3. Start Engagement Before the Hire
According to our 2018 TrendicatorsTM Best Practice Report, 81 percent of active job seekers feel that it's important to get information about a prospective employer's recognition and rewards programs. They want to know how your company promotes engagement.
The recruitment experience will influence engagement one way or another, so let job branding help you ensure that this experience sets the stage for a long and rewarding relationship between employer and employee.

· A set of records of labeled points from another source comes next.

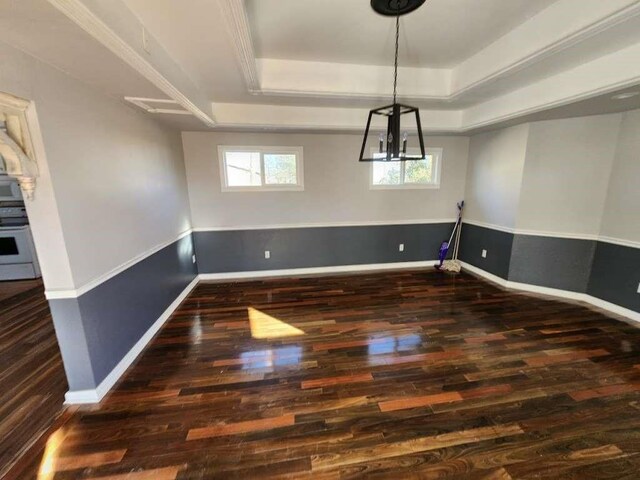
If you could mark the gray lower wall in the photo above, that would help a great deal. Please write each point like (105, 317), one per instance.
(96, 330)
(498, 245)
(604, 270)
(243, 250)
(552, 262)
(615, 275)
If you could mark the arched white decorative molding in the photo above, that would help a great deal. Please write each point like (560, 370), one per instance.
(16, 144)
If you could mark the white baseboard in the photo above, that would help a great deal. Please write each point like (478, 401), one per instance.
(95, 395)
(315, 270)
(555, 292)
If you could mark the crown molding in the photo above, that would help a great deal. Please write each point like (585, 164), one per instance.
(237, 23)
(615, 18)
(94, 26)
(300, 69)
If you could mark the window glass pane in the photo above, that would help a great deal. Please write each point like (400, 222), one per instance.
(419, 171)
(243, 169)
(386, 173)
(280, 169)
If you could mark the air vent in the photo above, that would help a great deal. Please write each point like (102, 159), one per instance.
(158, 105)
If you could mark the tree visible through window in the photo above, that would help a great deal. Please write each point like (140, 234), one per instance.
(407, 174)
(260, 168)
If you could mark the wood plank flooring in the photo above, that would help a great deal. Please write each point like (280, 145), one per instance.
(413, 374)
(32, 381)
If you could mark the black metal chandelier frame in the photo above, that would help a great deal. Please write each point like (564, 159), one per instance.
(396, 144)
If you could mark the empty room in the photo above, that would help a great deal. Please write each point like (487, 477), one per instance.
(319, 239)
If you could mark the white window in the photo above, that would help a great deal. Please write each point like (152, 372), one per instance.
(248, 169)
(408, 173)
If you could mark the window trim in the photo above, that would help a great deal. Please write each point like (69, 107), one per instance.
(436, 152)
(262, 150)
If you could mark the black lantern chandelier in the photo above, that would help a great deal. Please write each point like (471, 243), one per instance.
(395, 139)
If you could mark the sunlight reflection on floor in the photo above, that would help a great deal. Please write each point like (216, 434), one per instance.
(266, 326)
(48, 465)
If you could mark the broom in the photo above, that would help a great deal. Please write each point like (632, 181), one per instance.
(452, 265)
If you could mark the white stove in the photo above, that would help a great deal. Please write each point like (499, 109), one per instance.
(18, 259)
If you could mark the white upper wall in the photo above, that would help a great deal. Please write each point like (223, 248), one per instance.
(573, 177)
(494, 176)
(566, 174)
(118, 177)
(621, 219)
(336, 185)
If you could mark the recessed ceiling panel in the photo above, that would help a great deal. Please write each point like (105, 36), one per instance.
(441, 33)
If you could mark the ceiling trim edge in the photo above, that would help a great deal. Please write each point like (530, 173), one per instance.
(90, 23)
(237, 23)
(238, 26)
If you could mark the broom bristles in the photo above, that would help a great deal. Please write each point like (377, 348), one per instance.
(451, 266)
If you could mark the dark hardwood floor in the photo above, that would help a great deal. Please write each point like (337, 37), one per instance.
(32, 381)
(386, 375)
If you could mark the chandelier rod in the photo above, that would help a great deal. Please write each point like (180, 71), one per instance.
(395, 69)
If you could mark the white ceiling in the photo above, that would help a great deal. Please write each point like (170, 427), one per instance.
(441, 33)
(316, 64)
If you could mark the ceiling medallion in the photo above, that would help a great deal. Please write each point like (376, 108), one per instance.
(393, 8)
(393, 145)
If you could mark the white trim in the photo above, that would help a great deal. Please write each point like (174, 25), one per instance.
(489, 225)
(247, 275)
(551, 49)
(541, 233)
(298, 151)
(143, 102)
(237, 23)
(572, 236)
(555, 292)
(94, 26)
(619, 241)
(95, 395)
(325, 225)
(436, 154)
(59, 294)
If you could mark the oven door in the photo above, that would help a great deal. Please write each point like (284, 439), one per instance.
(14, 246)
(10, 190)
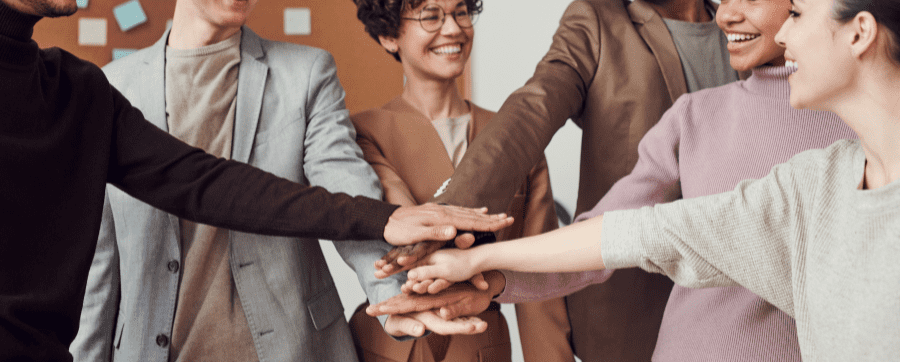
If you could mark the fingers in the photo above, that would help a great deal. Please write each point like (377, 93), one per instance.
(463, 325)
(412, 224)
(438, 286)
(425, 272)
(419, 251)
(405, 303)
(464, 240)
(477, 280)
(398, 326)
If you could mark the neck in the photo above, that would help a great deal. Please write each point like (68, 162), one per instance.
(15, 22)
(434, 99)
(874, 114)
(190, 32)
(693, 11)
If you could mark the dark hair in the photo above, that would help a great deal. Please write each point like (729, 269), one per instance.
(886, 13)
(382, 17)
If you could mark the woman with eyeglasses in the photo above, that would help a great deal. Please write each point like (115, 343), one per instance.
(818, 237)
(414, 143)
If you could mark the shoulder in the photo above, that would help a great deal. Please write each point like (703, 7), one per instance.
(123, 73)
(603, 8)
(289, 55)
(64, 64)
(371, 120)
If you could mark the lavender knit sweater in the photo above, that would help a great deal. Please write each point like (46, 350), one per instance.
(705, 144)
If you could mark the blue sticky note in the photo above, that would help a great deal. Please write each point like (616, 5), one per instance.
(121, 53)
(129, 14)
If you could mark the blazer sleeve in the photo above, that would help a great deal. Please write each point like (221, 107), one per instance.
(334, 161)
(540, 210)
(156, 168)
(655, 179)
(514, 141)
(396, 191)
(95, 338)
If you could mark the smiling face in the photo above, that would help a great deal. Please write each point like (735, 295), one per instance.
(819, 48)
(439, 55)
(750, 26)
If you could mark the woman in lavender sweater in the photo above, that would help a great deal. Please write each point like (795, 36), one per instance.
(706, 144)
(817, 237)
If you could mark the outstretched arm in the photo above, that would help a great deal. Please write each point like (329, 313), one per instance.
(515, 139)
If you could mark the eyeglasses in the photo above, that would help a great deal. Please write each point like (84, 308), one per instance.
(432, 17)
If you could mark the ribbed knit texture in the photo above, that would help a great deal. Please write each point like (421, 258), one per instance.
(705, 144)
(804, 238)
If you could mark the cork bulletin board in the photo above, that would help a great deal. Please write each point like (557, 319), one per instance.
(370, 76)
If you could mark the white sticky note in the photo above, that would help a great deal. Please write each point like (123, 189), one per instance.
(92, 31)
(297, 21)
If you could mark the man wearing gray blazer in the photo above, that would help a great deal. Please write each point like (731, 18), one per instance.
(163, 288)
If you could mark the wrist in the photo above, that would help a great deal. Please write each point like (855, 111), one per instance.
(496, 282)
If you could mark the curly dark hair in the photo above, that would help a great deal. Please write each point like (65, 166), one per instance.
(382, 17)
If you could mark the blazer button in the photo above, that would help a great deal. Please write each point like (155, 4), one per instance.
(162, 340)
(173, 266)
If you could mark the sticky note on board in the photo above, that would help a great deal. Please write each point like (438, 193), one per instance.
(297, 21)
(92, 31)
(121, 53)
(129, 14)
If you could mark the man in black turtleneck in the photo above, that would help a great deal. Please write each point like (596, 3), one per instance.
(65, 132)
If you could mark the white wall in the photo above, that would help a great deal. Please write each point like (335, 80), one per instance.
(511, 37)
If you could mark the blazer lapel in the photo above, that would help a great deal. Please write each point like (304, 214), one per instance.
(654, 31)
(433, 154)
(153, 100)
(251, 86)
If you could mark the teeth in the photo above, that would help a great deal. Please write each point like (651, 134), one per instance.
(733, 37)
(448, 49)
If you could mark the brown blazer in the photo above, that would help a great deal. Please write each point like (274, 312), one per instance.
(412, 163)
(613, 69)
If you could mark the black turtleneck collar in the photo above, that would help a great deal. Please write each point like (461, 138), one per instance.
(16, 28)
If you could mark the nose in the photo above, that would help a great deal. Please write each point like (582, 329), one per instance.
(730, 12)
(779, 38)
(450, 26)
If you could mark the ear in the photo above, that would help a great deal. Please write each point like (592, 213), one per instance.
(864, 33)
(389, 44)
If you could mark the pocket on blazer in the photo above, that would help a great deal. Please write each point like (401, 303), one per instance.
(120, 327)
(325, 308)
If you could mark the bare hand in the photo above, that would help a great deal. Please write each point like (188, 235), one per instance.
(414, 224)
(431, 286)
(458, 299)
(415, 323)
(402, 258)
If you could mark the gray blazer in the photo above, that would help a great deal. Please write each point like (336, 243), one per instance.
(291, 121)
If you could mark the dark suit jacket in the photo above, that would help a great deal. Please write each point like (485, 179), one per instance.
(614, 70)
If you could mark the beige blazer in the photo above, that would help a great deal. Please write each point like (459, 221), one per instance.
(613, 69)
(409, 157)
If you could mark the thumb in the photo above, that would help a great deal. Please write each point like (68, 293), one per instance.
(399, 326)
(425, 272)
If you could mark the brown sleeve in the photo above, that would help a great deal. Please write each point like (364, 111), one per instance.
(540, 210)
(166, 173)
(514, 141)
(543, 326)
(396, 191)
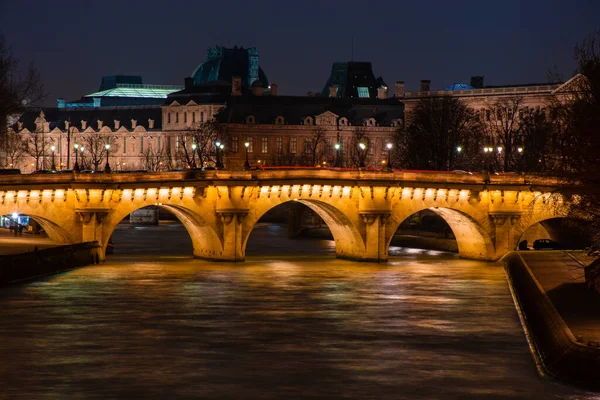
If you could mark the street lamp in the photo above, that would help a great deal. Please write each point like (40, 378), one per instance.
(76, 166)
(53, 164)
(218, 146)
(222, 147)
(107, 167)
(337, 155)
(389, 163)
(362, 154)
(247, 163)
(194, 147)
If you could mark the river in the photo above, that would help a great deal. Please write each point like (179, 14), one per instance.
(291, 322)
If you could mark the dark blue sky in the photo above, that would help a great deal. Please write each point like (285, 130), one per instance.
(74, 43)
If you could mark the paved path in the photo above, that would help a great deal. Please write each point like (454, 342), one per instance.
(22, 244)
(563, 280)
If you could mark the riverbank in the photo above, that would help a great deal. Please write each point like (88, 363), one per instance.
(39, 263)
(559, 314)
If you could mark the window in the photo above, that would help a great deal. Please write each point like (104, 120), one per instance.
(265, 145)
(307, 146)
(363, 91)
(293, 145)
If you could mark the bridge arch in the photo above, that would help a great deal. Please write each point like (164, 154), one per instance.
(349, 242)
(472, 239)
(205, 240)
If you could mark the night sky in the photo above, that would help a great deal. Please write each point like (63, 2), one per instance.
(75, 43)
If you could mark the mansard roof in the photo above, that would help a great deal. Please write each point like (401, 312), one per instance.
(57, 117)
(295, 109)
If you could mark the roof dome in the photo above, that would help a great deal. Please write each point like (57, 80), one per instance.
(222, 64)
(459, 86)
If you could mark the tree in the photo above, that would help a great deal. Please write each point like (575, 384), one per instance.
(442, 134)
(95, 149)
(358, 147)
(154, 160)
(198, 145)
(15, 148)
(17, 91)
(575, 155)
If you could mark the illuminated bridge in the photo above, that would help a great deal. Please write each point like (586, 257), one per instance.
(219, 209)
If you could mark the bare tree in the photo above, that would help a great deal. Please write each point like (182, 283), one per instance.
(154, 160)
(442, 134)
(15, 148)
(17, 91)
(37, 146)
(198, 145)
(95, 149)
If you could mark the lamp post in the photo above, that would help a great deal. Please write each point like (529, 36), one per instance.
(389, 166)
(81, 148)
(107, 167)
(53, 147)
(337, 155)
(362, 154)
(222, 147)
(218, 147)
(194, 147)
(76, 166)
(247, 163)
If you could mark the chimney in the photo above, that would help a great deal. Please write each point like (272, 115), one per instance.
(477, 82)
(236, 86)
(333, 91)
(257, 88)
(399, 89)
(189, 82)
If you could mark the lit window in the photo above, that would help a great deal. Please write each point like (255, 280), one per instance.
(293, 145)
(265, 145)
(363, 91)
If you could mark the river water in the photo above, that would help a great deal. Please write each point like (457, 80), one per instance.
(291, 322)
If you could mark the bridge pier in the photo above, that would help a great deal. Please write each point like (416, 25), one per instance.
(375, 241)
(504, 232)
(92, 228)
(232, 238)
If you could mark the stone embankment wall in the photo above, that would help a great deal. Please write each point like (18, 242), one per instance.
(35, 264)
(556, 350)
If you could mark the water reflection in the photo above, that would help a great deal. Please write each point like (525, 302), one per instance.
(270, 328)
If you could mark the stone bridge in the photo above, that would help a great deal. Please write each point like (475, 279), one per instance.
(219, 209)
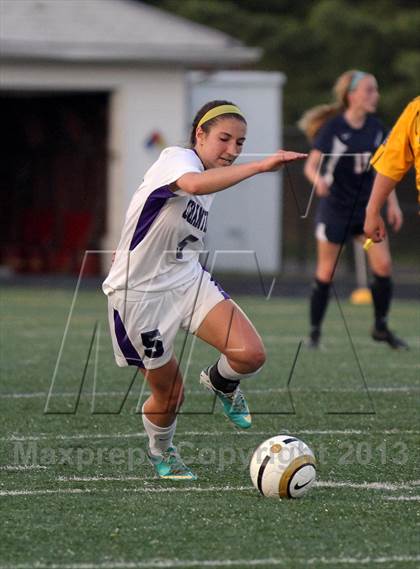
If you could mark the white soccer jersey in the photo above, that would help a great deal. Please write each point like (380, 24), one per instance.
(163, 230)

Any open position's challenges and opportunities help drive engagement, so they should be part of the branding. Do you need a manager to implement process improvements? Your top candidate wants the opportunity to move the needle. Is the open position part of a career progression? Share those specific details to attract talent with ambition and a love of learning. With this approach, you'll get candidates who are looking forward to getting started on day one.
These three strategies will take a little extra time and effort on the front end of developing job writeups for open positions, but the payoff is threefold: A competitive edge in recruiting, candidates who are a better fit and stronger employee engagement.